Comparaciones extrañas, o no tanto. La política moderna ha adquirido una querencia por la nada, por la llamada gestión. No es bueno ningún acento ideológico, ninguna idea sobre cómo mejorar la situación de un determinado grupo social. Lo mejor es decir que las izquierdas o las derechas son un invento del pasado y que ahora lo que toca es ofrecer “libertad”, --beber cañas en las terrazas con los amigos—o que todo se soluciona “con gestión” para que Barcelona sea “la mejor ciudad del mundo”. ¿De verdad se ha interiorizado algo desde la transición para defender ahora esas impresiones? En la Comunidad de Madrid, Díaz Ayuso pronuncia frases incongruentes, extrañas y sincopadas, y en Barcelona, Sandro Rosell dice que huye de las ideologías como de la peste. Son los tiempos que corren.

Las incoherencias y los errores de bulto también se encuentran en la izquierda. El caso de Ada Colau y los comunes así lo demuestra, con prácticas poco comprensibles. La candidata de los comunes pide a la propiedad de la Casa Orsola que deje que el Ayuntamiento actúe como mediador para renovar los contratos de alquiler, una atribución que no le corresponde. El caso es que los dos flancos ideológicos andan muy desorientados.

Pero lo de Díaz Ayuso es característico de una derecha que no es capaz de asumir que defiende un tipo de sociedad determinado. Lo que se debería exigir es una mayor transparencia, sin máscaras. Si se apuesta por una sociedad en la que cada uno se apañe como pueda, y donde el azar sea la máxima guía, que se diga sin más dilación. En cambio, Ayuso, cuando recibe críticas por esa gestión en la que la derecha dice que es la más eficaz, suele caer en descalificaciones sobre el adversario político. Es cosa de “comunistas”, remacha, sin ninguna vergüenza.

En Barcelona hay muchos seguidores de Ayuso. Empresarios y gente sin complejos que destacan su ‘valentía’ para pasar de todos, de su propio partido, y dejar que la Comunidad, --sinónimo de la ciudad—vuele sola. Brazos abiertos al capital que llega de Venezuela –paradojas de la vida—y de otros países de Latinoamérica, y defensa rotunda de la sanidad y de la educación privadas. Un aprendiz es Sandro Rosell, que aspira a la alcaldía de Barcelona, con una lista propia, “ni de izquierdas, ni de derecha, sin partidos”, siempre que logre un grupo de personas dispuestas a jugar en la ‘antipolítica’. Señala que ya ha recibido reproches de su propio entorno, “porque la ‘no política’, es también política, desde un punto de vista filosófico”. Pero él se queda tan tranquilo. Y mantiene la ambigüedad sobre su candidatura a la alcaldía.

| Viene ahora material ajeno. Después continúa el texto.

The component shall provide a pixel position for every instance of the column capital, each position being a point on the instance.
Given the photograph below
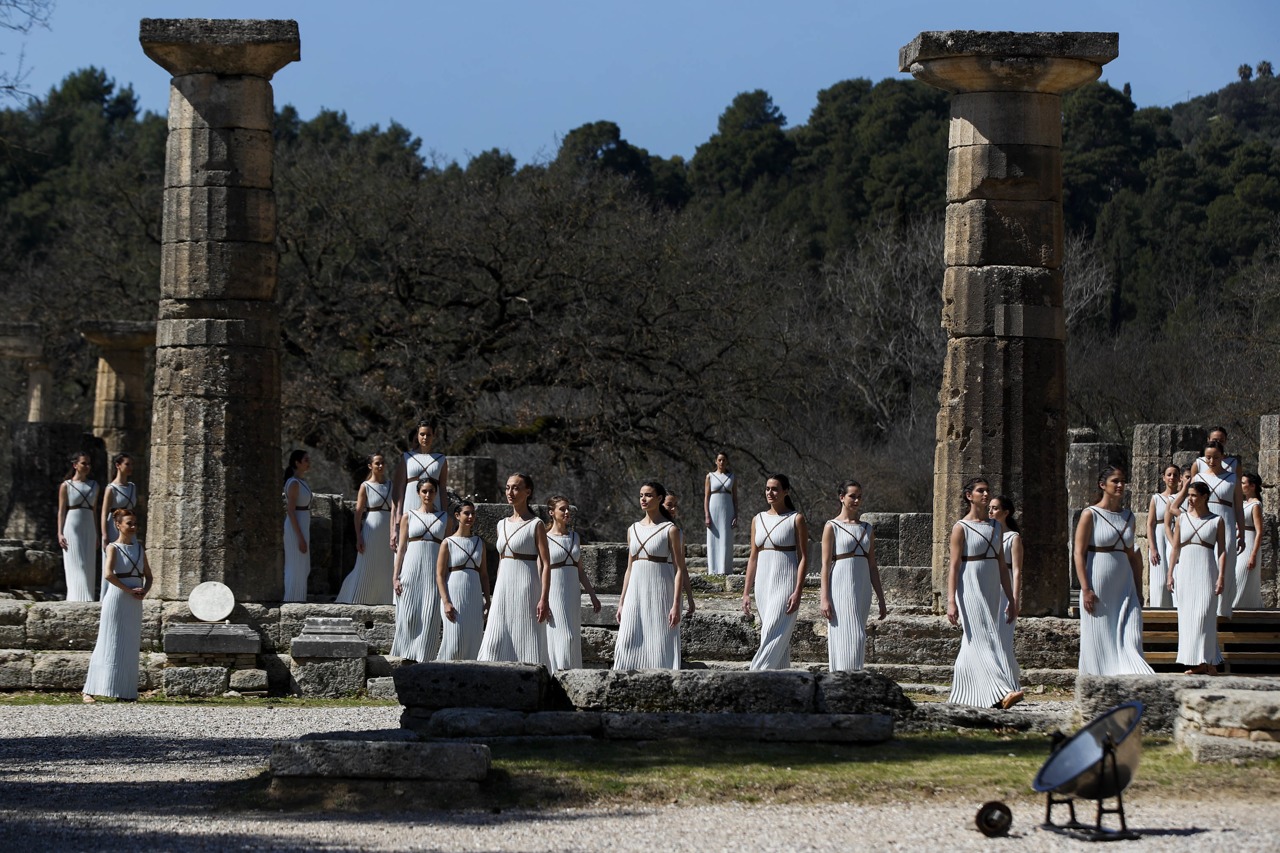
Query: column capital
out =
(220, 46)
(974, 60)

Es una especie de defensa de la política amateur. Todo lo que hemos conocido hasta ahora, salvo algunas excepciones, es una trampa, un engaño al ciudadano, vienen a decir los dos personajes. El ciudadano quiere “gestión” y “cervezas en la terraza”, y no le pregunten por nada más. Rosell insiste en que quiere que la ciudad “funcione”. Pero, ¿qué quiere decir con ello, que los camiones de basura lleguen a su hora, que se cobre puntualmente –y en menor cuantía, si puede ser—el IBI? ¿Ya está? 

Hay proyectos distintos. Es necesario que existan, porque en las sociedades hay conflictos de intereses, todos legítimos. Y no hay que llorar cuando se recrudecen. Lo que hay que saber hacer es escuchar, modular, y tomar decisiones en función de aquella máxima de Stuart Mill: el mayor bien para el mayor número de personas posible. Eso se traduce en una buena sanidad pública, en una mayor seguridad para los ciudadanos. Y ¡claro que hay fórmulas distintas para alcanzar esos objetivos!

Pero si se reduce la cosa pública a la defensa de la ‘no política’, o a la ‘libertad’ --¿sabe realmente Ayuso lo que significa?—entonces no habrá nada que hacer. Se habrá llegado a la nada. Y, desde la nada, es muy difícil construir algo con valor. Porque esa 'nada', y ahí reside la paradoja, está cargada de ideología, esa que venía a decir: usted no se meta en política.